The staplers shown in U.S. Pat. Nos. 5,083,695 and 5,141,144 have a firing handle body capable of being fired by simultaneously pressing on both sides of a firing button. The firing button may be located on both sides of the stapler to assist in eliminating any appreciable moment M.sub.F. However, in order to fire the stapler in this manner, surgeons will use both hands. The surgeon should also push equally on both sides of the firing button to avoid a resultant moment on the firing rod. Such a technique is inconvenient during a laparoscopic surgical procedure where typically only one of the surgeon's hands is available for firing the stapler.
Another firing force issue arises when the surgical stapler is designed to apply six parallel rows of staples as opposed to the typical stapler which applies only four rows of staples. For example, in laparoscopic surgery where hemostasis and air leakage of lung tissue are particularly important, it may be desirable to add the fifth and sixth rows of staples.

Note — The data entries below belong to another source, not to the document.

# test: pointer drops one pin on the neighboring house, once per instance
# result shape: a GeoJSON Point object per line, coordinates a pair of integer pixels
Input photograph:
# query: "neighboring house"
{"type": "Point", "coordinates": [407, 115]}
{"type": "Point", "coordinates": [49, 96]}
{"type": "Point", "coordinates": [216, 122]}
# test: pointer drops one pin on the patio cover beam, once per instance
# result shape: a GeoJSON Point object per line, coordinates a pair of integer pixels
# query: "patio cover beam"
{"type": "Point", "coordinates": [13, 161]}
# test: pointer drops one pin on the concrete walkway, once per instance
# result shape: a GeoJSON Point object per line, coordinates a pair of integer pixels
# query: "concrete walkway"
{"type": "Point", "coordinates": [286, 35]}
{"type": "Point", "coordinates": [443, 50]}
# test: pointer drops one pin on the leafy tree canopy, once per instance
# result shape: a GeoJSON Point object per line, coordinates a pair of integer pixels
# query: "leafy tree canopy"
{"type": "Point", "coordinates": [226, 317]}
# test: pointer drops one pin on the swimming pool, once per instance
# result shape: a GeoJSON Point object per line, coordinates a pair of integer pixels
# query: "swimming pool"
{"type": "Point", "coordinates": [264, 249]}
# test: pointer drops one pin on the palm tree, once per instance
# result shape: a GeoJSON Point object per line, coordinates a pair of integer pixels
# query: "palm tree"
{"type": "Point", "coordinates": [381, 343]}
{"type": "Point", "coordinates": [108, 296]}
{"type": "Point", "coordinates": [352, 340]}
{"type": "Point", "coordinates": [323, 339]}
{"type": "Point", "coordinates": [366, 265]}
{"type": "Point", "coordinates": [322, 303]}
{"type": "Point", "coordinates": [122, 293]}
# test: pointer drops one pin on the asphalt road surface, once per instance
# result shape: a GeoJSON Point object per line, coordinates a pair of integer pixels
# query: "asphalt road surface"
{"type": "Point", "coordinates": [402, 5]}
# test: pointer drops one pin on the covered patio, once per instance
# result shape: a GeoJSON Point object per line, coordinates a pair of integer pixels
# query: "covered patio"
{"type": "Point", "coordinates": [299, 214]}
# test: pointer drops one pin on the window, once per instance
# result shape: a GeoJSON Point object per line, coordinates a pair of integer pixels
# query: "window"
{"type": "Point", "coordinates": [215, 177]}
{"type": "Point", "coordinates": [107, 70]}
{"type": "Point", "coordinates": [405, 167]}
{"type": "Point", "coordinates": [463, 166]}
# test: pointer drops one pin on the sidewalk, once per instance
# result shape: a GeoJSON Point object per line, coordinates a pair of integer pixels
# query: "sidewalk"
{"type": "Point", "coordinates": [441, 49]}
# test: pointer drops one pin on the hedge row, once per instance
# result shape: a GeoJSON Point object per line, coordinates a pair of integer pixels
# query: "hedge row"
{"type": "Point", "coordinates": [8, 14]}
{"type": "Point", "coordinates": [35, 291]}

FIG. 16 schematically illustrates a prior art, six row staple pattern applied by the laparoscopic GIA stapler available from U.S. Surgical of Norwalk, Conn. However, if substantially parallel pushers are used to apply that arrangement of staples, first 2, then 4, then 2, then 4 staples are applied. This may lead to a "chatter" problem or a "bumpy" feel to the instrument as peak firing forces fluctuate considerably. Assuming the pushers of the stapler are not staggered, it also requires the surgeon to exert a formation force sufficient to simultaneously form four staples.